For many people, just a weekend spent with siblings can be stressful.
But even after nearly two decades of building companies together, Masha Liberman and her three siblings are still going strong.
"We don't just work together because we're siblings," the cofounder and chief business officer of the startup Product Science told Insider. "But we've been through a lot and have developed a certain way of working together."
Though all four siblings have worked together on previous projects, Masha, Daniil, and David Liberman's latest venture, the mobile app performance management startup Product Science, just landed $17 million in Series A funding from Coatue, K5 Global, and Peter Fenton from Benchmark.
Product Science aims to help developers improve the performance of mobile apps. Using artificial intelligence, the startup's tech simplifies the different ways of how users are interacting with an app into a clear sequence of functions and then identifies any issues or inefficiencies in that sequence that may be slowing down app performance.
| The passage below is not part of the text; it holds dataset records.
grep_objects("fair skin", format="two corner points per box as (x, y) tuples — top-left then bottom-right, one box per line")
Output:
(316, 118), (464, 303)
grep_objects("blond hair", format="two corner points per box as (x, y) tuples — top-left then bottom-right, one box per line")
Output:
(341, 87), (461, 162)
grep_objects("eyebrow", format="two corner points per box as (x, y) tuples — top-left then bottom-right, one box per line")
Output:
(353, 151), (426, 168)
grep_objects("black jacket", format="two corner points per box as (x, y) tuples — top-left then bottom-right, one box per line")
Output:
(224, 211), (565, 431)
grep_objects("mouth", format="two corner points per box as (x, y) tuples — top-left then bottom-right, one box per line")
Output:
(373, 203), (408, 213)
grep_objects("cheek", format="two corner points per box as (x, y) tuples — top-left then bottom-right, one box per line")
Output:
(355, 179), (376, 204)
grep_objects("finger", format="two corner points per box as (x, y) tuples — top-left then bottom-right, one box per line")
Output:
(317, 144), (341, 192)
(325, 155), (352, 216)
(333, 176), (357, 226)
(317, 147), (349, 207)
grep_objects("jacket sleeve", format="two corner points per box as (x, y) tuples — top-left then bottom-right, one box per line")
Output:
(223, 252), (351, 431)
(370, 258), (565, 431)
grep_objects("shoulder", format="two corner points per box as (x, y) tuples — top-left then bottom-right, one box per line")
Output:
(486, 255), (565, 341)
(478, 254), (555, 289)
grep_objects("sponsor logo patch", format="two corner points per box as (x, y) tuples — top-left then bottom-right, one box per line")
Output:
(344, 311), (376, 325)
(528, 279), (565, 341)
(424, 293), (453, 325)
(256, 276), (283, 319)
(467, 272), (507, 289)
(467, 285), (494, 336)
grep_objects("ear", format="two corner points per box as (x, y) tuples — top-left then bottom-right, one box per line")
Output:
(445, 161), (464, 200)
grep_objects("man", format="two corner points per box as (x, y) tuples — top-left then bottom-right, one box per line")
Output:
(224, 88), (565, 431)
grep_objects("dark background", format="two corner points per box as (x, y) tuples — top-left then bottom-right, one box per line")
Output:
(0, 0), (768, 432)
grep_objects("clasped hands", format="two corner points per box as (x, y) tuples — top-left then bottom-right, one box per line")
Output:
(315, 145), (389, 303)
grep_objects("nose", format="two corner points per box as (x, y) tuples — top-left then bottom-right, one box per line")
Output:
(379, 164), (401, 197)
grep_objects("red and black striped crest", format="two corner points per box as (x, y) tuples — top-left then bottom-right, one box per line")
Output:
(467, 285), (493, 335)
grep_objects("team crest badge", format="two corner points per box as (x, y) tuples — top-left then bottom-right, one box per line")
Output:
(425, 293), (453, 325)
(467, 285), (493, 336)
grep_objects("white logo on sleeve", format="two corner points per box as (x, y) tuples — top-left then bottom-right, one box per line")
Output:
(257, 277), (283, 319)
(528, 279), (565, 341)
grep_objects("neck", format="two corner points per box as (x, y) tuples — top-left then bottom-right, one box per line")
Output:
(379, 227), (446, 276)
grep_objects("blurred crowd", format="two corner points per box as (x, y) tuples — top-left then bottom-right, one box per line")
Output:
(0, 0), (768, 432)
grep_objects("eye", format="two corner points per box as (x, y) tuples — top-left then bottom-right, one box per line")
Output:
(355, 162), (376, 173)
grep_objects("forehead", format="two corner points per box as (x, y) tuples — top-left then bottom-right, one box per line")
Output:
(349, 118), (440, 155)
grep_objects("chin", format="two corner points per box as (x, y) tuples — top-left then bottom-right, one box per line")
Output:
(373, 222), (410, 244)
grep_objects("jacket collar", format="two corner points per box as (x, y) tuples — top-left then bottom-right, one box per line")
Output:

The siblings came up with the idea behind the company after all three worked at Snap, improving the app's performance on mobile devices. Although app delays aren't noticeable to most users, there's a long tail of consumers on older devices whose experiences can be significantly hindered by poor app performance, Liberman said.
The Libermans took a unique approach to startup-building. The four created a holding company, the Libermans Company, in 2021, and promised investors a share of all projects or companies they launch until 2051. In doing so, they're able to easily "finance their risky projects and moonshots" and be "more strategic around the risks of not raising funds, which is important in this current market environment," Liberman told Insider.
Initially, Product Science was a 100% subsidiary of the Libermans Company and leveraged $1 million of funding from its parent company to get started, but with the latest round, the startup added outside investors who are not also invested in the holding company, Liberman said.
With the additional funds, the founders plan to work towards their long-term vision of building artificial intelligence that can not only identify issues within mobile apps, but also fix them. Liberman added that Product Science will also increase its headcount from around 40 people to 80 to 100 within the year and release a self-service version of its product this summer, expanding access to its solutions beyond its current enterprise customers.